Based on most of the models, race, smoking, and UI presence are useful predictors for if a child is born with a low birth rate. As initially anticipated, there are other factors which can determine a child’s weight that was not presented in the data. For as bad as smoking is, alcohol and illegal drugs are more harmful to fetal development. Another interesting variable would have been household income to determine if there is a disparity between poorer and wealthier households. It is unknown how many of these women were married or single.

`hist(birthwt$age, col="cyan", main="Age Histogram", xlab="Mother's Age")`

One somewhat shocking surprise was that age was not significant in most of the models.

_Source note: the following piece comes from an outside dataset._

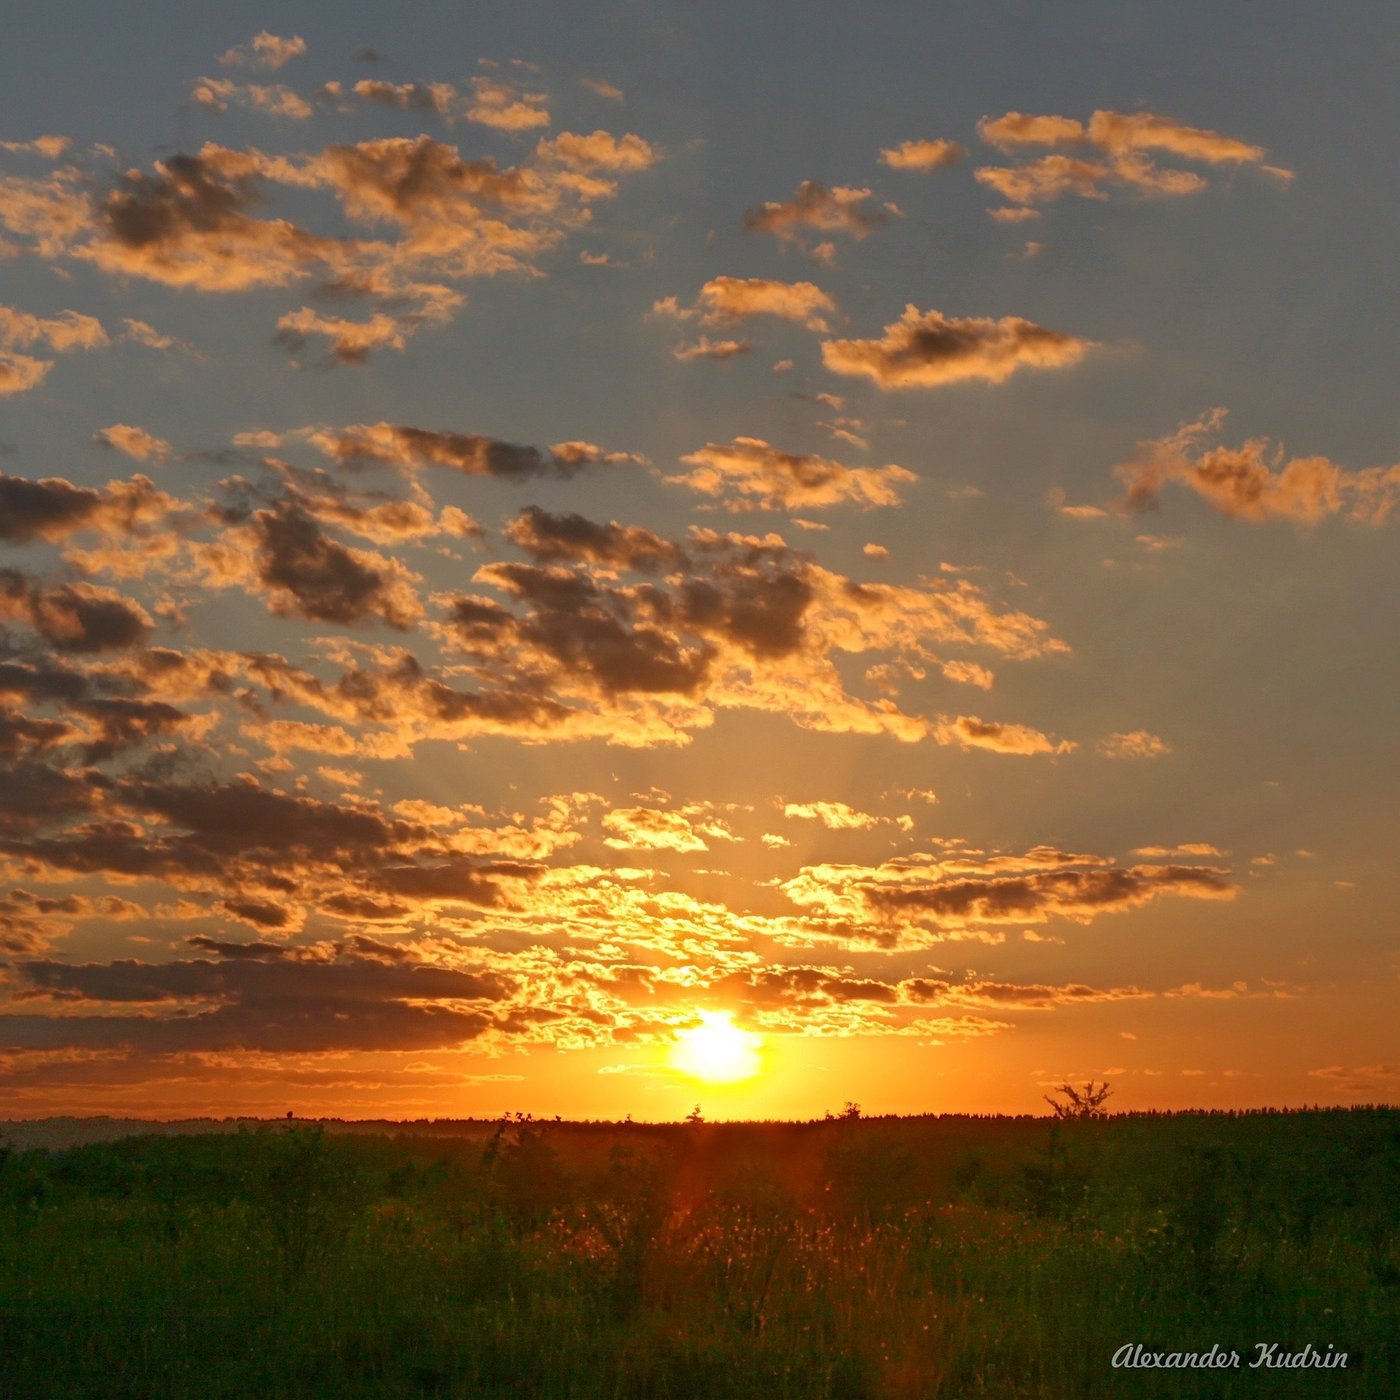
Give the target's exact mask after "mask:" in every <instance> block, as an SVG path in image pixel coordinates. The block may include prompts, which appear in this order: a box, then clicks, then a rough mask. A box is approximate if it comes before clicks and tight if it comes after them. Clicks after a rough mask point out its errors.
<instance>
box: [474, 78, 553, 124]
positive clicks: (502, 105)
mask: <svg viewBox="0 0 1400 1400" xmlns="http://www.w3.org/2000/svg"><path fill="white" fill-rule="evenodd" d="M472 97H473V101H472V105H470V106H468V109H466V119H468V120H469V122H477V123H480V125H482V126H490V127H494V129H496V130H497V132H529V130H533V129H535V127H539V126H549V112H547V111H546V108H545V106H542V105H540V104H543V101H545V95H543V92H521V91H518V90H517V88H514V87H511V85H510V84H508V83H498V81H497V80H496V78H489V77H476V78H472Z"/></svg>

Typically, younger women have to be more viligant on prenatal car because their bodies are less likely to handle a child. There doesn’t appear to be anything unusual about the data on this variable.

The data, and as a result the model, is restricted to only the Baystate Medical Center. A further study of other hospitals in the area and outside the area is needed to come to any major conclusions. However, it is useful as an initial insight into a major health concern.